川童<4>
「そうだ、わしが見つけた足跡を見てもらおうか。こっちだ、行こう」
川童は木の間を抜けて、林の中へ出た。かなり山の奥へ入った所で立ち止まり、足跡を指差した。木々が入り組んでいるその場所は、見晴らしが良くない。琥珀は、その足跡に気を集中した。
その場所に微かな妖気を感じた。
「妖気、…妖怪の足跡?」
「やはり妖気を感じるか。わしも異常な気配を感じた」
足跡は丸い。その先端には地面を深くえぐった跡が見える。足跡は十数個あるのだが、四本足の獣なら大型の犬程度、二本の足なら人間よりやや小柄かと琥珀は考えた。足跡は池の方角にのびている。こんな奇怪な足跡の妖怪とは、何だろう。しかし、いくら考えても琥珀には妖怪の知識がない。琥珀は、川童の顔を見た。

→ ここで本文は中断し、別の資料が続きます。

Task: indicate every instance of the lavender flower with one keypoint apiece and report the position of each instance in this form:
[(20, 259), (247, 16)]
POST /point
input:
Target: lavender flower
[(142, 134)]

「こんな足跡は見たことがない。そこで足跡が途絶えている。周りを探ったが、何もない。まるで、そこから空を飛んだように見える」
川童が言った。
「空を飛んだ?…、ちょっと待っててね」
琥珀は、足跡が途絶えた場所から池の方向に向かって、生い茂る木々の幹や枝を探った。妖気を探りながら木々を調べると、「あった」、爪で引っ掻いたような傷が枝に残っていた。この妖怪は木に登れるんだ。

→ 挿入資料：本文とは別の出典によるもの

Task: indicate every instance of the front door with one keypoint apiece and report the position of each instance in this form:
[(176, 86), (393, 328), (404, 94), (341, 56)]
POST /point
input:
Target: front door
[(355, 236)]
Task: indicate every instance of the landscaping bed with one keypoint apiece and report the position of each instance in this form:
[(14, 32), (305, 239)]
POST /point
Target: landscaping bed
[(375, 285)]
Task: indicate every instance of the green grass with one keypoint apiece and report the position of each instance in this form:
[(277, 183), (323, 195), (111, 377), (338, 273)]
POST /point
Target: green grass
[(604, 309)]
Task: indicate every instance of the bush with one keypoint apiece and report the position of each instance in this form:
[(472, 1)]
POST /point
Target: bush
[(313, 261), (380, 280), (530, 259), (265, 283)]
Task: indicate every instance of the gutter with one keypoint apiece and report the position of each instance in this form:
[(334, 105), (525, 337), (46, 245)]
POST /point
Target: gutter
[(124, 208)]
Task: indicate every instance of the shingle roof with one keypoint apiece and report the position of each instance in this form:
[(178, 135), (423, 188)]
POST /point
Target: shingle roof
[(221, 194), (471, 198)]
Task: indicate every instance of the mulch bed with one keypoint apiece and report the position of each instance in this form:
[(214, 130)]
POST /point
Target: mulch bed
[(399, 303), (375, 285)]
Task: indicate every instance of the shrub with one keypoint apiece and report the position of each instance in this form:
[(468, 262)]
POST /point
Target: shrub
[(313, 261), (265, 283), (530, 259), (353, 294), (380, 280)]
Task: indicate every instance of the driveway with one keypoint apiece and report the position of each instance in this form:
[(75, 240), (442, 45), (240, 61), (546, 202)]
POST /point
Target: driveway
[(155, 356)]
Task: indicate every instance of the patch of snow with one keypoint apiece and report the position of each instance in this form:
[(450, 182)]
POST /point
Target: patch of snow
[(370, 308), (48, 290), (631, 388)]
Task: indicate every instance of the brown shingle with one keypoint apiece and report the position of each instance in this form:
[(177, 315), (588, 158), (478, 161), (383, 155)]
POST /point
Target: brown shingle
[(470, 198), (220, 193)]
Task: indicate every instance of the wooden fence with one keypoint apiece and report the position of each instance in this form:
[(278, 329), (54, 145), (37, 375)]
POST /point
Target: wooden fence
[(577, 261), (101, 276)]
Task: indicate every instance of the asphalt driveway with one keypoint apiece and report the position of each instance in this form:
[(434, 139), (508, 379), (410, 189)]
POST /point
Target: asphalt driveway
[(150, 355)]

「これを見て!そこから飛んでこの枝を伝って進んだんだわ」
川童親子は、するすると木に登り、枝に残った爪の傷を確認した。
「なるほど…」
琥珀は、微かな妖気を頼りに、次々と木の枝や幹に残る爪痕を辿った。川童親子もついて来た。池に流れ込む小さな川の横にある木を最後に、木に爪痕は見つからなくなった。琥珀と川童親子は地上に降りた。
「ここで途絶えているわ」
琥珀と川童親子で、その最後の木の周りを手分けして調べた。
辺りを走り回っていた子供の川童が何かを見つけた。
「お姉ちゃん、これ。足跡だ」
行ってみると、池に流れ込む川の岸に足跡が残っていた。しかも、ここで何かをしたのだろうか、沢山の足跡が重なって残っている。その川を見ると、両岸は何かで焦げたような跡がある。ここで火でも燃やしたのだろうか。いや、何かが燃えた跡ではない。
何だろう?琥珀には見覚えがあるような焦げ跡だ。
「そうだ、…これは、…稲妻だ!」
琥珀も使う青龍の術、稲妻が大地を焦がした跡だ。
「稲妻?」
「雷さま?」
いったい何が起ったのだろうか。琥珀も、川童親子も、顔を見合わせた。
稲妻らしき焦げ跡があった場所から先は、新たな足跡や爪痕は見つからなかった。川童親子はもう少し辺りの調査をすることとした。